Amazon is also winning over smaller retailers. T-ShirtKing.com LLC, which has maintained a boutique on Amazon since the late 1990s, has found it to be a bargain for tapping into a broad customer base, says Bill Broadbent, founder and CEO, noting that a small retailer can expect to pay under $40 per month to merchandise products on Amazon. “You could spend $10,000 and not get a better shopping cart,” he says.
Broadbent says a big advantage of listing products on Amazon is the cross-merchandising opportunities with related hot-selling products. Because T-ShirtKing’s products include T-shirts adorned with rock music groups, for example, they can experience higher sales when Amazon lists new music CDs from the same groups. He says that T-ShirtKing gets more than half of its Amazon sales through in-site searches conducted by shoppers, a process he leverages by making sure his products are linked from sections of Amazon with complementary products.
Amazon isn’t only offering real estate to other retailers, however. It is also offering its technical expertise. Its other revenue-which includes revenue from hosting other retailers’ web sites and selling its technical expertise in other ways-reached $110 million in the U.S. last year, up from $85 million the previous year. That revenue stream represents a diversification from retail because Amazon realizes the revenue, even if the retailer itself isn’t making money.
ToysRUs.com, which Amazon has operated as the toy category on Amazon.com since 2000, posted an operating loss of $18 million on $376 million in net sales last year, following a loss the prior year of $37 million on $340 million in net sales. But analysts say they don’t hold Toys R Us as a mark against Amazon’s overall success. “Toys are a notoriously difficult market to make money in,” says Rashtchy. “It’s not clear whether Toys R Us would have made even less money if it did its e-commerce on its own.”
Under its agreement with Amazon, ToysRUs.com handles its own marketing and merchandising and chooses, owns and manages its inventory, while Amazon handles web site development, order fulfillment, customer service and storage of ToysRUs.com’s inventory in Amazon’s U.S. distribution centers. In spite of ToysRUs.com’s losses, Amazon still earns revenue and profits from its arrangements with Toys R Us and other merchants, including Borders and Target. “Its services division is generating 50%-plus gross margins and growing rapidly,” says Beaulieu.
ToysRUs.com is satisfied with its Amazon alliance and has a services contract that extends to 2010, a spokeswoman says. Target, which has a similar arrangement with Amazon to operate its TargetDirect.com site for Target, Marshall Field’s and Mervyn’s brands, is also satisfied with its deal and recently extended it by two years to 2008.
But even the strength of Amazon as both a retailer and services provider must bend to market forces in e-commerce, where it has more competition as a provider of large amounts of online traffic.
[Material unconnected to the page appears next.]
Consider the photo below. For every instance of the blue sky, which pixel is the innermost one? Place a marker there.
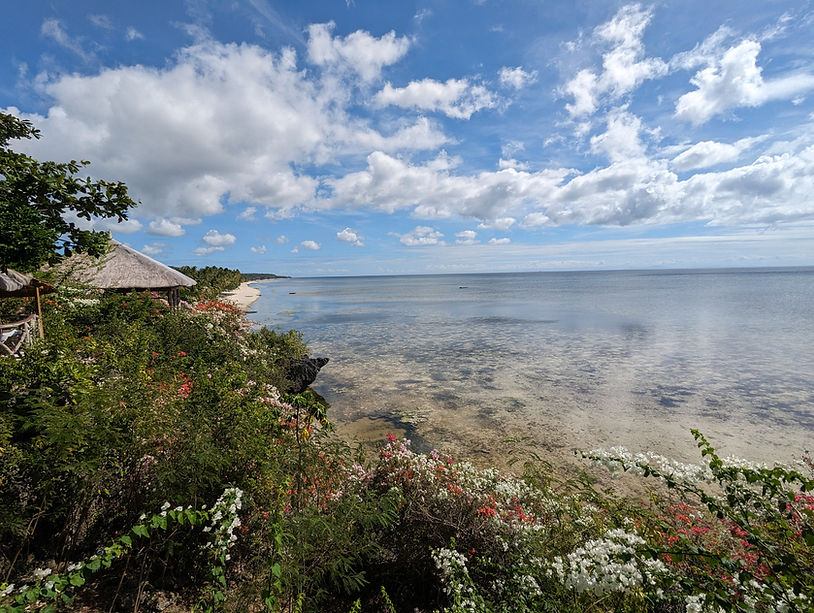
(374, 137)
So while it has been building a reputation for providing sound e-commerce technology and services as well as consumer traffic, it has also begun to solidify its deals with other retailers by offering more flexible terms, analysts say. In earlier years, when companies would pay a premium for Amazon’s web traffic, Amazon charged higher fees, analysts say.
In revenue-sharing arrangements with partners like Toys R Us and Target, it would charge 10-30% or more of sales depending on volume, Rashtchy says. “Now times have changed and Amazon is being more flexible,” he says, noting that fees now usually run under 20%.